The reviews on the cover suggest that the book is funny, too, but that’s passed me by. It’s not that I didn’t “get” the jokes, it’s just that I couldn’t find any to get. There’s nothing remotely funny here, and if anything I would describe the book with a single altogether different word: harrowing. Ben Marcus has painted a rather shocking world, and the images are very visceral, made more so by the fact there isn’t, by the nature of the plot, much dialogue.

Are there redeeming features? Sure.
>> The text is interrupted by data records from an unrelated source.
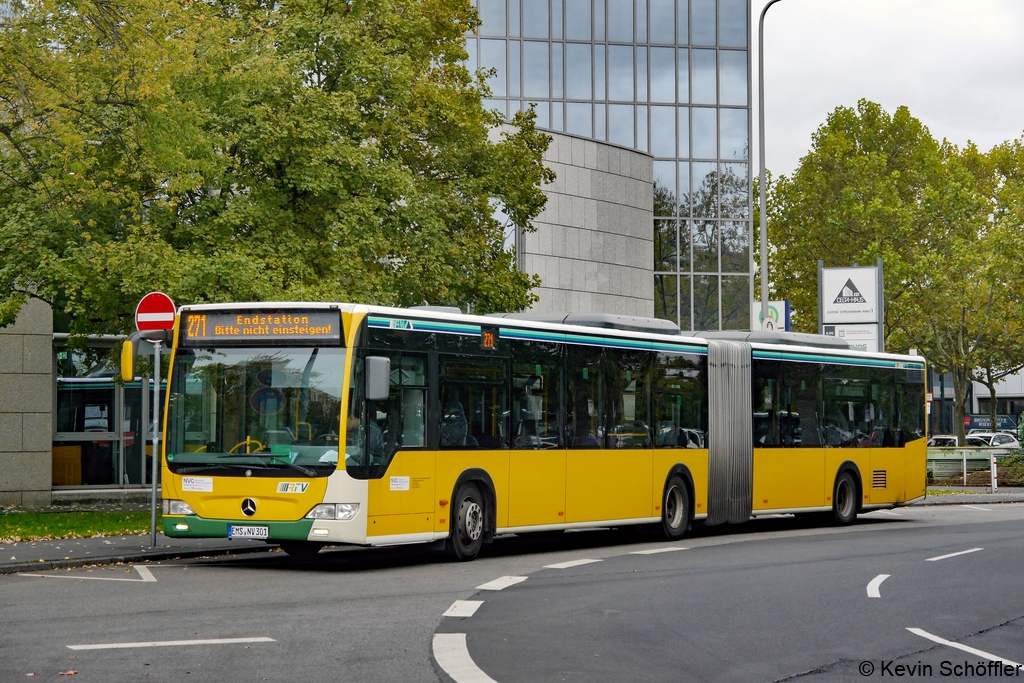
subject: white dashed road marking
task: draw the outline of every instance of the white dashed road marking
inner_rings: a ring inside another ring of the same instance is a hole
[[[173,647],[177,645],[230,645],[233,643],[274,643],[273,638],[210,638],[207,640],[150,640],[142,643],[98,643],[68,645],[70,650],[120,650],[129,647]]]
[[[156,583],[156,577],[149,567],[132,565],[132,569],[139,573],[141,579],[122,579],[113,576],[79,576],[78,574],[19,574],[19,576],[36,577],[40,579],[82,579],[84,581],[127,581],[128,583]]]
[[[603,562],[603,560],[569,560],[568,562],[559,562],[558,564],[546,564],[545,569],[568,569],[569,567],[579,567],[584,564],[591,564],[592,562]]]
[[[465,633],[435,633],[434,659],[455,683],[497,683],[469,656]]]
[[[658,553],[670,553],[674,550],[689,550],[689,548],[674,546],[671,548],[655,548],[654,550],[634,550],[630,555],[656,555]]]
[[[456,600],[452,603],[452,606],[448,608],[448,611],[444,613],[446,617],[471,617],[476,614],[476,611],[480,609],[480,605],[484,604],[483,600]]]
[[[878,592],[879,586],[882,582],[889,578],[889,574],[879,574],[875,578],[871,579],[871,583],[868,584],[868,597],[869,598],[880,598],[882,594]]]
[[[889,515],[891,517],[902,517],[903,516],[903,515],[901,515],[898,512],[893,512],[892,510],[875,510],[875,512],[877,512],[880,515]]]
[[[488,581],[482,586],[477,586],[476,589],[479,591],[500,591],[523,581],[526,581],[525,576],[502,576],[494,581]]]
[[[923,630],[921,630],[919,628],[907,627],[907,630],[910,631],[911,633],[913,633],[914,635],[921,636],[922,638],[927,638],[928,640],[936,642],[939,645],[948,645],[949,647],[955,647],[958,650],[963,650],[964,652],[970,652],[972,655],[977,655],[978,657],[981,657],[982,659],[987,659],[990,662],[1002,662],[1006,666],[1016,666],[1016,667],[1024,666],[1024,665],[1018,664],[1017,662],[1011,662],[1009,659],[1006,659],[1005,657],[997,657],[996,655],[989,654],[988,652],[984,652],[982,650],[975,650],[973,647],[968,647],[966,645],[961,645],[960,643],[954,643],[951,640],[946,640],[945,638],[940,638],[939,636],[932,635],[931,633],[928,633],[928,631],[923,631]]]
[[[988,508],[980,508],[977,505],[961,505],[962,508],[971,508],[972,510],[981,510],[982,512],[992,512]]]
[[[950,553],[949,555],[939,555],[938,557],[929,557],[925,562],[938,562],[939,560],[945,560],[949,557],[956,557],[957,555],[966,555],[968,553],[976,553],[984,548],[971,548],[970,550],[961,550],[958,553]]]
The scenes where Sam is part of the team of scientists trying to invent a new alphabet or method of communication are quite fascinating, with a lot of imagination used to come up with any number of alternate patterns of speech, such as staining wood with water or constructing letters out of yarn that only form words when the right breeze is applied to them to give them shape. The rest of the time though, I can’t say I’m particularly bothered by what’s happening. I felt uncomfortable, and the endless references to the Jewishness of the main characters contrasted with images of emaciated victims is a horrifically stark reminder of the Holocaust. This seems too much, especially for a book billed as “funny”, and which seems, at it’s heart, to be a huge metaphor for the fact that parents don’t understand their children.

I found several mentions online emphasising that Marcus is experimenting with the art of novel-writing here. If that’s the case, then I conclude his experiment has failed. Time to go back to the lab.